Protections that were forged during Franco's regime continued in a democracy that refused to respect the demands of the countries of origin of the fugitives whenever extradition was requested, justified by the fact that certain crimes were not criminalised in the Spanish legal system.
Those in Europe celebrating that Spain has not fallen prey to the extreme right in the last election do not fully understand that the danger lies not so much in an extreme right that will never get beyond 15% of the vote but rather in a conservative mainstream that is very affectionate to post-fascists because they have always felt close to the same ideas.
Vox only says the quiet part loud
The Spanish conservative right is much more radical than its counterpart in Germany and France for the simple reason that it was formed on the premise of the triumph of its local fascism.
In Spain, they were victorious and have not had to be ashamed of their legacy in the Civil War and dictatorship, whereas, in Germany or France, they were built on the premise of repudiation of a past or confrontation with Nazism in World War II.

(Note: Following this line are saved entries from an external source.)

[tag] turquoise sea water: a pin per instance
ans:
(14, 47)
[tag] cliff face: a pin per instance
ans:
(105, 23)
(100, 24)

The extreme right in Spain had been latent for many years within the PP itself, and Vox is nothing more than a simplified expression of the ideas always seen as acceptable by conservative hardliners.
The likes of Vox's leader Santiago Abascal simply dare to say them out loud and publicly defend them.
And in the run-up to the 2024 European elections, Europe's conservatives, like their Spanish peers, are choosing the same attitude of quiet acceptance of the new far-right parties' fascist ideas.
To put it simply: the European conservative right has learned it cannot defeat the extreme right and has decided to build bridges with them instead.
Europe's conservatives will now take a page out of Spain's book
The European People's Party (EPP) flagbearers, including Italy's Antonio Tajani and Germany's Manfred Weber, have already made strides to integrate fascists into the much larger conservative family. Alberto Nuñez Feijóo would have been one more piece of that movement.
The leader of the Spanish PP wanted Italian Prime Minister and leader of the far-right Fratelli d'Italia Giorgia Meloni to join the EPP, as he made abundantly clear in a joint interview with the newspapers El Mundo and Corriere Della Sera.
Spain is an example in Europe not for what has been celebrated as the brave resistance of PSOE's leader Pedro Sánchez to the rise of the extreme right, but for having been the archetype of a democratic state that has never dealt with lingering fascist ideas in the institutions favouring the impunity of those who committed crimes protected by that criminal ideology.
And if anything, Spain will now serve as the model for how to integrate the extreme right into the mainstream without it being too noticeable.
Antonio Maestre is a journalist and writer. He is a regular contributor to eldiario.es, La Sexta and La Marea, as well as Le Monde Diplomatique and Jacobin. Maestre is the author of books Los Rotos ("The Broken Ones"), Infames ("Infamous"), and Franquismo S.A. ("Francoism PLC").